İletişme

Saturday, November 17, 2007 | |

Bence kitlesel iletişim araçları bok gibi bir şey... İletiştiğinde iyi de; iletişemediğinde insanı depresyona sürükleyecek kadar berbat. İletişmek de komik bir kelime...Güldüremese de beni şu an; komik. Başka zaman okusaydım bu yazdığımı ve görseydim bu kelimeyi eminim gülerdim. O yüzden şimdiden komik diyebilirim. Ön yargılı bir biçimde.

Kitlesel iletişim araçları...Neden isimleri bu kadar uzun hepsinin? Kitlesel....İletişim....Araçları...Bence yeterince genel bir isim değil, her zaman iletişemediğimizi düşününce özellikle... Benim gibi biriyseniz, paranoyalar en yılmaz dostunuzsa ve pesimistseniz; o zaman siz de sevmezdiniz..(Hiç pesimist durmuyorsun demeyin....Pesimistin allahıyım resmen.Öyle ki; doğum günümde gelmiş mesajlardan birinde; "dogumgununuzu kutlarim her seyin umdugun ve bekledigin sekilde gerceklesmesini dilerim (sadece optimistic oldugun modlar icin gecerli bu dilegim haaaa)" yazıyordu. Yazınki ev arkadaşlarımdan Tolgay yazmış hatta. -ev arkadaşı sayıyorum artık, misafir gitti mi 1.5 ay kalmaz çünkü. Zaten Ahmet ve Tolgay dışındaki evin tüm bireyleri başka yerlere dağılmışlardı.Kalanlar da 6 hafta benimle uğraşmak zorunda kaldı, başedemediler tabii.- Demek istediğim onlar bile benim pesimistliğimi farketmişler, baksanıza beklediğin şekilde dediklerinde bile benim pesimist şeylerden de bir hayli bekleyeceğimin farkına varmışlar. Zor olmamıştır onlar için bu analiz. )

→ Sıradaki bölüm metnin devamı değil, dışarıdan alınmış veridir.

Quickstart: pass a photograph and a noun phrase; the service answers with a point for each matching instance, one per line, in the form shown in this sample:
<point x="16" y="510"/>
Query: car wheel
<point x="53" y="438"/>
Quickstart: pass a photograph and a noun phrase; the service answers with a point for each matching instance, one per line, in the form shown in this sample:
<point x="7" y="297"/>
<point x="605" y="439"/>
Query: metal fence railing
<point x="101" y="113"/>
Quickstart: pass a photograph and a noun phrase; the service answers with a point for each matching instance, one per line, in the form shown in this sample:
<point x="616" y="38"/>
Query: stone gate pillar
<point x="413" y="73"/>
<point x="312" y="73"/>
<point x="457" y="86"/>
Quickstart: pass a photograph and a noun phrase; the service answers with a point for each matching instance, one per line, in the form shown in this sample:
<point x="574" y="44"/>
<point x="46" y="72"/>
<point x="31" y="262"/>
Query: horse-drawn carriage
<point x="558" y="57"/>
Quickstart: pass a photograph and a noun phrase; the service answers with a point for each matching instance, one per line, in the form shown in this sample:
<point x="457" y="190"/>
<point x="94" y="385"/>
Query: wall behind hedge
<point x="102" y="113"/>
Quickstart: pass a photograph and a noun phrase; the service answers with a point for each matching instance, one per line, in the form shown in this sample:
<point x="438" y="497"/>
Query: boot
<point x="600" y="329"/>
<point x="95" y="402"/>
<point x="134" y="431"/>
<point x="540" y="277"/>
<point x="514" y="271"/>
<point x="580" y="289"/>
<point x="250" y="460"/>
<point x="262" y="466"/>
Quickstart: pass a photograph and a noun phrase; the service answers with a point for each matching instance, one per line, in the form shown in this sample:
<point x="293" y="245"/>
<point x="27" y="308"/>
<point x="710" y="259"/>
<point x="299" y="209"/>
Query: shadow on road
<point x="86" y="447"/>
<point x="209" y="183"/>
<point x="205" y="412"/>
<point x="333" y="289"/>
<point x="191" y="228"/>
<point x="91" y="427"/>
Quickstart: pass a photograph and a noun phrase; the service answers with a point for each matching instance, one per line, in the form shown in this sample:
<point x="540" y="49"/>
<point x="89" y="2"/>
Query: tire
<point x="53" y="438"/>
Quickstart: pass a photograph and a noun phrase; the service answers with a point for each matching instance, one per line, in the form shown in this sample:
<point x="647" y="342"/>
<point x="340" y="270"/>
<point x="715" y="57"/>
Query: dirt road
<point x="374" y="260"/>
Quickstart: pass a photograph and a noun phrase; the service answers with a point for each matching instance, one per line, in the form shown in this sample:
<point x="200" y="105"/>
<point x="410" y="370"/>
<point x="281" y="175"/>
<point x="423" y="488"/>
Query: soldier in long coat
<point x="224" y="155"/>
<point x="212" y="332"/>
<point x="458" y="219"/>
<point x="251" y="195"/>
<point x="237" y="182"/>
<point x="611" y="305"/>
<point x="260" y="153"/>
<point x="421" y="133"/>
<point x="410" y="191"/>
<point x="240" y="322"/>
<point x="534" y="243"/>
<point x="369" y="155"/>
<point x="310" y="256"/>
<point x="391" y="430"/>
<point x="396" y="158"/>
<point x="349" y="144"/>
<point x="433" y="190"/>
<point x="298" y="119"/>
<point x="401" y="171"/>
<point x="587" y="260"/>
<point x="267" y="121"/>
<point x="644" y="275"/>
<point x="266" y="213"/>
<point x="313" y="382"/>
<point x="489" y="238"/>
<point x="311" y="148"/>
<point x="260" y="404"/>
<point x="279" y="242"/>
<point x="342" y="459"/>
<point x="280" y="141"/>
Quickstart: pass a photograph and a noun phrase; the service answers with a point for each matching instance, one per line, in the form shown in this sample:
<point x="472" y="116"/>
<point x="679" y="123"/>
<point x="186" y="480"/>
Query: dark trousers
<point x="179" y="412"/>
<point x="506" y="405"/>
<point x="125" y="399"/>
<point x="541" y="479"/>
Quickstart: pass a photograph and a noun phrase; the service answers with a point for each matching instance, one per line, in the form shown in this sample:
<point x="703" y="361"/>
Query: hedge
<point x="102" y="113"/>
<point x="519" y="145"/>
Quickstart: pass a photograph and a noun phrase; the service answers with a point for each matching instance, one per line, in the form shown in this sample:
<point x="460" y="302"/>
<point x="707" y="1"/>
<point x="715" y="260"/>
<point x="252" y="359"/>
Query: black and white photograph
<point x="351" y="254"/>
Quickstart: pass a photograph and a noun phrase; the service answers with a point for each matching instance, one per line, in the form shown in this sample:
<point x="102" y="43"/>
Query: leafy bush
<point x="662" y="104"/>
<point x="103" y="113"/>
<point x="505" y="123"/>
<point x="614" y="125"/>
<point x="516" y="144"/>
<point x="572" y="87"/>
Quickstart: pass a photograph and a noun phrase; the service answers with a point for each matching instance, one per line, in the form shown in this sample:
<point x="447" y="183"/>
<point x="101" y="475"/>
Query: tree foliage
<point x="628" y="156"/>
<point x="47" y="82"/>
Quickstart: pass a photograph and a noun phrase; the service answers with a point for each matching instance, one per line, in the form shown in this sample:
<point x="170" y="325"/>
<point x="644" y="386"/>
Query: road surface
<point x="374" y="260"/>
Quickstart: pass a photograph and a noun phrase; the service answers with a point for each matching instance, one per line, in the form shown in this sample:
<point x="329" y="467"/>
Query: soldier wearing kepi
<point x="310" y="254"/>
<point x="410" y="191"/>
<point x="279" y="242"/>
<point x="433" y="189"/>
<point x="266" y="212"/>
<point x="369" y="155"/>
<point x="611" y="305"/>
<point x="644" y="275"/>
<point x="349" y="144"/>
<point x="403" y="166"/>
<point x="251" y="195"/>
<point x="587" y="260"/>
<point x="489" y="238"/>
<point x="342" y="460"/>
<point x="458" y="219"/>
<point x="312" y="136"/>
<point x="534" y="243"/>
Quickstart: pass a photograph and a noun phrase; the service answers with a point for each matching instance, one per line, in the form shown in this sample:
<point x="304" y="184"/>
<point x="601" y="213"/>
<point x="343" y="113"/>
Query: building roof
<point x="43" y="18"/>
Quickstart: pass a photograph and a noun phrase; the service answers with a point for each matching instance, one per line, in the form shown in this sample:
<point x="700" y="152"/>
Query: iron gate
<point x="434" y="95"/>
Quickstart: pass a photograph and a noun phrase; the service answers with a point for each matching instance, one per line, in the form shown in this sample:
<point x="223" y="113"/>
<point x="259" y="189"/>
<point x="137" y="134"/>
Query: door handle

Neyse kitlesel letişim araçlarını sevmiyorum. Çünkü ben iletişme halinden çok, iletişememe haline takılı kalıyorum. Mesela bilgisayar...Msn...Çevrimdışı göster kendini, kaç... Sonra kapat, çevrimdışı olma, yazamasınlar...Yazdığında sürekli ne zaman okumuş olacağını düşün. Okudu mu acaba, açtı mı bilgisayarı?...Msn olmazsa gtalk falan filan..Mail de öyle...Aynı işte... Telefon...Eski tür telefonlar insanı daha optimist yapıyordu bence...Evde değil, ulaşamadım... Cep telefonları da sinir bozucu araçlar... Arıyorsun, "sinyal sesinden sonra mesajınızı bırakınız.." yada çalıyor çalıyor, sonuçsuz... Mesaj atsan da aynı msn durumu söz konusu... Sabah bok varmış gibi 9da uyandım. Hoş pek uyumadım gece boyunca ama, o aptal uyuyup uyumama halini de uykudan sayacağım bugün için. Mesaj yazdım bir adet. Evet 1. sayıyla ve yazıyla. Hayır mesajda "1-bir" yazıp yollamadım. Sonra şarjı bitmeye yakın olan telefonum belirli aralıklarla titreşmeye başladı...Mesaj geldiğindeki ses gibiydi aynı... Her şarj bitme sinyalinde, ben mesaj geldi diye umutlandım, baktım gözümü açıp, hiçbir şey yok. En sonunda sinirlendim ya da onun gibi pesimist bir duygu eğilimi işte; evet o duygu eğilimiyle telefonumu kapadım. Temizinden kurtuldum. Arada açıp bir şey var mı diye baktım...Yok... Sonuç? Kitlesel iletişim araçlarının iletişememe durumunda yarattığı huysuzluk... Üşüme... Yorganı üzerine daha da çekmek... Uyur gibi yapmak... Uyku da kaçıştır bir nevi ya,o bakımdan.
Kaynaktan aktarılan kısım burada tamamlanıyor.